- Born: February 14, 1925 Winnipeg, Manitoba, Canada
- Died: November 10, 2001 (aged 76)

Team
- Curling club: Granite CC
- Skip: Frank Crealock
- Third: Ken Sherwood
- Second: John Jamieson
- Lead: Bud McCartney

Medal record
Representing the United States
Men's Curling
World Championships
| Bronze medal – third place | 1961 Scotland | Team |
US Men's Championship
| Gold medal – first place | 1961 Grand Forks |  |

= John Jamieson (curler) =

Canadian-American curler

John Gardner Jamieson (February 14, 1925 - November 10, 2001) was a Canadian-American curler from Lynden, Washington.
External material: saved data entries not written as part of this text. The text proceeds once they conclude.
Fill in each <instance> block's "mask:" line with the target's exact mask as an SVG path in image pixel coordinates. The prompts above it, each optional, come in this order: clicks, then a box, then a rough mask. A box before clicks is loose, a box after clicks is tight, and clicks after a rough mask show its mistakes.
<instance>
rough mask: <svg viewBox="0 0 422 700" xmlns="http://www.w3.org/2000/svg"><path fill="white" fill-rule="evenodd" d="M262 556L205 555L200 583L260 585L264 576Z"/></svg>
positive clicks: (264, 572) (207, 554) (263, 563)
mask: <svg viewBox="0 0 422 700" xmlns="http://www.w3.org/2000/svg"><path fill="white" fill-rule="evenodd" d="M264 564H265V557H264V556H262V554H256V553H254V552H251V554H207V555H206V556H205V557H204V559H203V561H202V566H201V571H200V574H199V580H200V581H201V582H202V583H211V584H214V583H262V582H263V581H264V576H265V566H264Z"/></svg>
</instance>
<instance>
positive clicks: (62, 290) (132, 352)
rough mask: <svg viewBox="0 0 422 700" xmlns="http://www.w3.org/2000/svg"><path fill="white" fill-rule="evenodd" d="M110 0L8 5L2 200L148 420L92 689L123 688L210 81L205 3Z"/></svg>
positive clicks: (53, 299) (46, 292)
He was the second on the Granite Curling Club team (from Seattle, Washington, United States) during the World Curling Championships known as the 1961 Scotch Cup, where they won the bronze medal.

Jamieson grew up in Winnipeg and Victoria Beach, Manitoba. He served as a seaman with the Royal Canadian Navy in World War II. After exiting the Navy, he would work as an inspector with a phone company. In 1957, he moved to Everett, Washington to work for the West Coast Telephone Company. He then worked for Boeing before becoming the owner of the Riverside Tavern in Everett. After that, he became the owner of Wallace Poultry in Bellingham, Washington.